Stuttgart – - Ermin Bicakcic, wir wollen ganz ehrlich sein.
Bitte sehr.
Wir fürchten uns ein wenig vor Ihnen. Die Fans rufen Sie „Eisen-Ermin“, Ihr Trainer Torsten Lieberknecht sagt, Sie könnten Eisenbahnschienen zur Not „auch mit dem Kopf krummkriegen“. Sind Sie ein Rambo?

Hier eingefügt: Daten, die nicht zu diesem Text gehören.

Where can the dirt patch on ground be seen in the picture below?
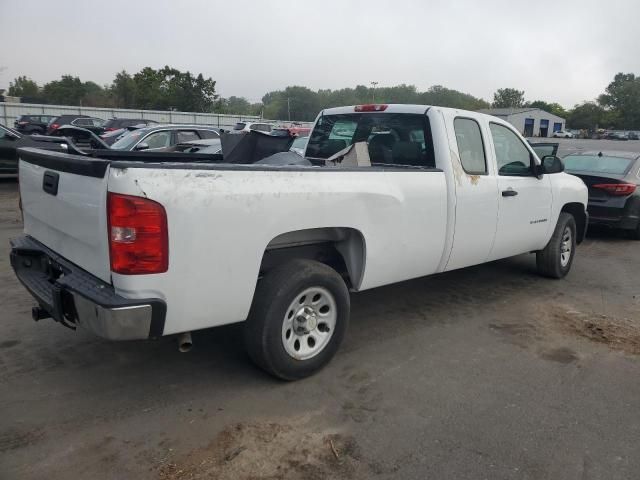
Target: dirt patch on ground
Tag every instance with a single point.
(618, 333)
(270, 451)
(552, 323)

(Lacht) Überhaupt nicht. Den Namen haben sich unsere Fans ausgedacht, ich weiß gar nicht, aus welchem Anlass. Jetzt kommen die Leute in Braunschweig auf mich zu und sprechen mich mit „Eisen-Ermin“ an, das finde ich witzig. Ich nehme das als Anerkennung für meine furchtlose Art, in Zweikämpfe zu gehen. Ich spiele hart, aber fair.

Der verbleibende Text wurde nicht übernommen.